Drinking alcohol during the teen years can interfere with normal brain functioning both now in your teen years AND later as an adult. Yes, consuming alcohol now can cause permanent changes to your brain. And, yes, we get it, being an adult feels SO far away from now, but trust us, when you are an adult, you’ll be grateful for every working brain cell!

Here is what happens:

  1. Alcohol has a greater effect on the teen brain than on an adult brain. Because your brains are developing, everything that happens in your brain (good, bad and ugly) happens more intensely. This is because during this time of growth you actually have MORE synapses in your brains than adults do. This means you have more places where alcohol can have an impact. 

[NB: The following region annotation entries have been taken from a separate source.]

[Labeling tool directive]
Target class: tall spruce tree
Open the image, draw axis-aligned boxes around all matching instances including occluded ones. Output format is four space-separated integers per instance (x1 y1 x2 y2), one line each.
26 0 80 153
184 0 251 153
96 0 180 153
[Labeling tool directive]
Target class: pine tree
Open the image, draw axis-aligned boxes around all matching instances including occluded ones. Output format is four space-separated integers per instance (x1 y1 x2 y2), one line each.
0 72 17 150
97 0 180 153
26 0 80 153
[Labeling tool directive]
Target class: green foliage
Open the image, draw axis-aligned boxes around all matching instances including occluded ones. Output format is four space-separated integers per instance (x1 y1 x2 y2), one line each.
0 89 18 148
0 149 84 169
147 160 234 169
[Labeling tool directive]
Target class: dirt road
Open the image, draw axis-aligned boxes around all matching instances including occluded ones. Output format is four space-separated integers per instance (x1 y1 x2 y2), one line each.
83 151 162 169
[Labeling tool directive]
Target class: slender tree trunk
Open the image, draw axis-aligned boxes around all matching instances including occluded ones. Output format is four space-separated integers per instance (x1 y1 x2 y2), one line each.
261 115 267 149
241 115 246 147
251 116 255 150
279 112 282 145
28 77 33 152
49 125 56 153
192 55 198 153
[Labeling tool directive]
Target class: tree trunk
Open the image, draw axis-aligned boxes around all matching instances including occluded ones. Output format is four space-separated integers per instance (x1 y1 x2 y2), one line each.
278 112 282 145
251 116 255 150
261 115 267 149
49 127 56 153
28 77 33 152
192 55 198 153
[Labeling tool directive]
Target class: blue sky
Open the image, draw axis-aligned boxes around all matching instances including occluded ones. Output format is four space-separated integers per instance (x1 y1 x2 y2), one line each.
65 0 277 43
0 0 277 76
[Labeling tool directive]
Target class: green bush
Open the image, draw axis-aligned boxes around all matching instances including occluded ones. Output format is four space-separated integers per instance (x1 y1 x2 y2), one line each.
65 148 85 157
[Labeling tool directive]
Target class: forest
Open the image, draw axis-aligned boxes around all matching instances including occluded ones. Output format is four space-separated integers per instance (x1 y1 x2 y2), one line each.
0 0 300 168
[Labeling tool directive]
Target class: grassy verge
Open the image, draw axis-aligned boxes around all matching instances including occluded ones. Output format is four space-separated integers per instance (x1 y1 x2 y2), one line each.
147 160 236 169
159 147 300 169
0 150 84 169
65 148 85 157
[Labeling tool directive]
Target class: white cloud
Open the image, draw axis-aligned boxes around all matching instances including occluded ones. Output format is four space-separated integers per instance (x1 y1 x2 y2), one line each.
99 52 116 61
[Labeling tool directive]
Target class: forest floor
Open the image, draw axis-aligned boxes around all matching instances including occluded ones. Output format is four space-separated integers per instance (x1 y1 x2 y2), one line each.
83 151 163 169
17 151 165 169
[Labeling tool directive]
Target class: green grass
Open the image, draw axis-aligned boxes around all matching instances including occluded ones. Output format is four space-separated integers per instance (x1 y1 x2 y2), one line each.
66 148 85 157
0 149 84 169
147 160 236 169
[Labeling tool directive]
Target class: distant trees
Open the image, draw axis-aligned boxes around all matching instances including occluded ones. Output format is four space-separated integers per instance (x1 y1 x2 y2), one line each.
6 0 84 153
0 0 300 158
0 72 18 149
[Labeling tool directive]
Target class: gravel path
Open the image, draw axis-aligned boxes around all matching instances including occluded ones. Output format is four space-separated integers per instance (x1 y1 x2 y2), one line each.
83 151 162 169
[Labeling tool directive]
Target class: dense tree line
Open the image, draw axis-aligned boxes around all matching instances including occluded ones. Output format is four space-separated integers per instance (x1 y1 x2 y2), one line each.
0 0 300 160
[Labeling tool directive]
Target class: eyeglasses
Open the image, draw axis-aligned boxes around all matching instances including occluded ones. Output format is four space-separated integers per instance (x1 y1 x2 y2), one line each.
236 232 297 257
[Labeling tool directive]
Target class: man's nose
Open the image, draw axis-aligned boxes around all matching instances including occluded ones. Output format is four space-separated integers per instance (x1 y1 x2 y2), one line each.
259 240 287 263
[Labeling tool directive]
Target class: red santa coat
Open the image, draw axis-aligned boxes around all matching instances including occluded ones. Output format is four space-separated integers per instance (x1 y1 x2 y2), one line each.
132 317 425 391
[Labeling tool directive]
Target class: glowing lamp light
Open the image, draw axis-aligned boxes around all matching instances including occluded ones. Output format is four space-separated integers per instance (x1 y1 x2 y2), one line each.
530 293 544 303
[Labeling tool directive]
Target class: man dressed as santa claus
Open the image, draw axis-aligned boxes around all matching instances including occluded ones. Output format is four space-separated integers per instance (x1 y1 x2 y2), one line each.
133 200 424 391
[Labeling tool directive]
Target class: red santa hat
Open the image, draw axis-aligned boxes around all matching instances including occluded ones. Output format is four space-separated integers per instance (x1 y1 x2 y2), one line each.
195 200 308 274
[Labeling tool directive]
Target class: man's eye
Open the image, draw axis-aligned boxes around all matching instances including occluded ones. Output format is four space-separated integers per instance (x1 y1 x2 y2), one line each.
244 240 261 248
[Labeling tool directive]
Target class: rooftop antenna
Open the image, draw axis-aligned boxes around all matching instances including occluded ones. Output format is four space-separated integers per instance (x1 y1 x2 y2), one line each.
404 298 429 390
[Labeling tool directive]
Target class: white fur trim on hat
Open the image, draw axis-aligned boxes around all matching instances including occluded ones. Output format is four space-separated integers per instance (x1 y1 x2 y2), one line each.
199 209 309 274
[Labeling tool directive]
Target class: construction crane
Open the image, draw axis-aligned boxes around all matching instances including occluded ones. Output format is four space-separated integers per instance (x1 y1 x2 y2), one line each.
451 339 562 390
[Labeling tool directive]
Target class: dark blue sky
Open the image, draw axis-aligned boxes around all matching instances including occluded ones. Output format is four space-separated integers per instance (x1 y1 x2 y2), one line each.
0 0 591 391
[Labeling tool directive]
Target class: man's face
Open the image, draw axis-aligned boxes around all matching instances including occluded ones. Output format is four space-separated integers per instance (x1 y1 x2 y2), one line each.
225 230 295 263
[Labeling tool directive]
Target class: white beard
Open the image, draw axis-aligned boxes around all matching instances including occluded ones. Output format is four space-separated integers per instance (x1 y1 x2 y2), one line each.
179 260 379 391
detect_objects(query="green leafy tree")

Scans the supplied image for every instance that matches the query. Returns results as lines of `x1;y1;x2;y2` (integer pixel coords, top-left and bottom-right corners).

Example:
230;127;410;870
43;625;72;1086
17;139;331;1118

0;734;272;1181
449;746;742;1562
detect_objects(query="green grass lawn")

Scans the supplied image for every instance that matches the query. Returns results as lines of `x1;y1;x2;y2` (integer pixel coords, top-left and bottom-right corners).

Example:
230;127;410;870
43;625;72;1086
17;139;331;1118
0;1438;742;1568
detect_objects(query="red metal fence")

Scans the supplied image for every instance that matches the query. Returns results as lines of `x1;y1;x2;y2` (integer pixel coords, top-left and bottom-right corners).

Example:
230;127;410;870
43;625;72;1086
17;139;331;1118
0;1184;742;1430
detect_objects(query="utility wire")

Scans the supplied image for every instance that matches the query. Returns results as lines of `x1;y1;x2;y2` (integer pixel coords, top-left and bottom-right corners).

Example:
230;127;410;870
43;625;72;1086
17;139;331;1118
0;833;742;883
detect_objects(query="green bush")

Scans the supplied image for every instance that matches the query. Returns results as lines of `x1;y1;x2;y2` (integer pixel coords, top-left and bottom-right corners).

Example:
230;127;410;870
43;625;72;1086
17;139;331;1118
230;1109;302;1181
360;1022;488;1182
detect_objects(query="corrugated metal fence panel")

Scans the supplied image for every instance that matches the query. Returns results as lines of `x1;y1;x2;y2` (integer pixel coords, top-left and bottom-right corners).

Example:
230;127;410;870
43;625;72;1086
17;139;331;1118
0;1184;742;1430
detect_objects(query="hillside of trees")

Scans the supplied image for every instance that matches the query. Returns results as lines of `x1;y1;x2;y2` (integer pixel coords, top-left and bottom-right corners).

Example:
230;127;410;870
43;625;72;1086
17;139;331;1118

  2. Because your brains are developing, that also means that your brains aren’t as fully functioning as an adult’s. So your control center doesn’t have full control. Alcohol then takes away even more control. You can translate that into making really poor decisions that can be life threatening when you drink alcohol, especially because your brains are primed to take risks. As a teen, you are supposed to take risks to learn how to venture out on your own away from your family. So the formula looks like this: half working control center plus an increased desire to take risk plus alcohol = DUMB AND POSSIBLY DEADLY DECISIONS.
  3. Because your brains are developing, your brains are RIPE (totally ready!!) to absorb new habits. If you drink, you are more at risk than an adult for developing addiction because your brain is saying, “Oh, here’s something I can learn how to do for the rest of my life! Let’s wire in the desire to drink!” When you learn how to play the flute or kick a soccer ball or code a computer, your brain is forming synapses to perform those things. When you drink alcohol regularly, your brain is forming synapses that create a heightened response to alcohol.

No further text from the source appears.